The U1a Complex is an underground laboratory used for subcritical experiments; physics experiments that obtain technical information about the U.S. nuclear weapons stockpile. These experiments support NNSA's Stockpile Stewardship Program, created to maintain the safety and reliability of the U.S. nuclear weapons stockpile. [Download DOE brochure about U1a]
Located 960-feet underground, the U1a laboratory serves as the site for sub-critical experiments. It includes horizontal tunnels, each about one half mile in length, and vertical shafts. The first shaft was U1a. The U1g shaft, which is located about 1,000 feet away, allows for cross ventilation, instrumentation and utility access, and emergency exit. Between 1999 and 2001, the facility was upgraded with the construction of the U1h shaft, to be the primary means of access and egress. It is equipped with a mechanical hoist for the movement of personnel and equipment. The hoist system was installed in 2004.

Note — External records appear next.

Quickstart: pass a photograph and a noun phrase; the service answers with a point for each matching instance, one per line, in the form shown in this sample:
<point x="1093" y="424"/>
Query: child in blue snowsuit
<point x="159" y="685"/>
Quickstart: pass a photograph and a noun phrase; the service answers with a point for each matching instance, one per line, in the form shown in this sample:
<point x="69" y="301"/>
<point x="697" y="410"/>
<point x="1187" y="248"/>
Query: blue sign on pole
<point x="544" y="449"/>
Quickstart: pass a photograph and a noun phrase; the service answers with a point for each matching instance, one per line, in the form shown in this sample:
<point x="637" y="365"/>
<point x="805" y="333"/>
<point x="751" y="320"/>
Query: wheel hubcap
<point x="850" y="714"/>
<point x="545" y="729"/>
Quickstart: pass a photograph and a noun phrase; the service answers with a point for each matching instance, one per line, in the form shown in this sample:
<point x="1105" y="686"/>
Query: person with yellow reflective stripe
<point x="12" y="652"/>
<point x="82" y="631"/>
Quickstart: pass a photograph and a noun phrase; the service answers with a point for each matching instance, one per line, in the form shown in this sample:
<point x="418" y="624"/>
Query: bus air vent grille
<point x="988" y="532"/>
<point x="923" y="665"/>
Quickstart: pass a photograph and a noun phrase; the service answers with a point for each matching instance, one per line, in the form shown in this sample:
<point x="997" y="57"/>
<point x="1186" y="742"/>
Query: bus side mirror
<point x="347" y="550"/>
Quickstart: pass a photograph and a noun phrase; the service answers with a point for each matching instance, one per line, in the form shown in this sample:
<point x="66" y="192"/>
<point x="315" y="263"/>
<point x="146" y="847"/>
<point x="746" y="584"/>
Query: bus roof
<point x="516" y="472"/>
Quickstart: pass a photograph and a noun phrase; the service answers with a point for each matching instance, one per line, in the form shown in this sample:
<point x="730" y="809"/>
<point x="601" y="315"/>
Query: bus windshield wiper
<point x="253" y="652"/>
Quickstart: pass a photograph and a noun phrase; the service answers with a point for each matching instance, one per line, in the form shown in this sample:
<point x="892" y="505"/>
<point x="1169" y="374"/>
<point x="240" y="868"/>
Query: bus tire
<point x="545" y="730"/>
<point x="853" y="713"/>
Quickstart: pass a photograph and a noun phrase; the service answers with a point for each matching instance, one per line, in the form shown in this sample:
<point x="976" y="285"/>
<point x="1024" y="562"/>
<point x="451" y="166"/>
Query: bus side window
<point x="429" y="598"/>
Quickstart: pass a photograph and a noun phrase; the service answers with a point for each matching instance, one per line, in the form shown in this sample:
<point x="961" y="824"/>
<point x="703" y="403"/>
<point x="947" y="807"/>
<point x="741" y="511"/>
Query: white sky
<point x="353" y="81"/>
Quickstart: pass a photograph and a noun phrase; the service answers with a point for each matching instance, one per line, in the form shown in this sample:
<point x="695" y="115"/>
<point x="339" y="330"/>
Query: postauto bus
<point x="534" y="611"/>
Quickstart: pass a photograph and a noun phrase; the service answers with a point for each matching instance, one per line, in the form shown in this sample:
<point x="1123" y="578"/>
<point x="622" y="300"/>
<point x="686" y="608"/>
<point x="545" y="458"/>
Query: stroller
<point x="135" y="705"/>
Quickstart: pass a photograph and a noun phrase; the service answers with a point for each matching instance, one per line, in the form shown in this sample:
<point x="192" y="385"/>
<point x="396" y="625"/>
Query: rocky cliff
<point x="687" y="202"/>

Subcritical experiments, which use chemical high explosives to generate high pressures on nuclear weapons materials, such as plutonium, create no critical mass, result in no nuclear explosion, and produce no self-sustaining nuclear fission chain reaction. These characteristics are used to justify that subcritical experiments do not violate the nuclear testing moratorium. The most recent subcritical experiment, termed Unicorn, was conducted at 11:00 a.m. on August 30, 2006 by Los Alamos National Laboratory. It was the 23rd subcritical experiment, following Krakatau, which was conducted February 23, 2006.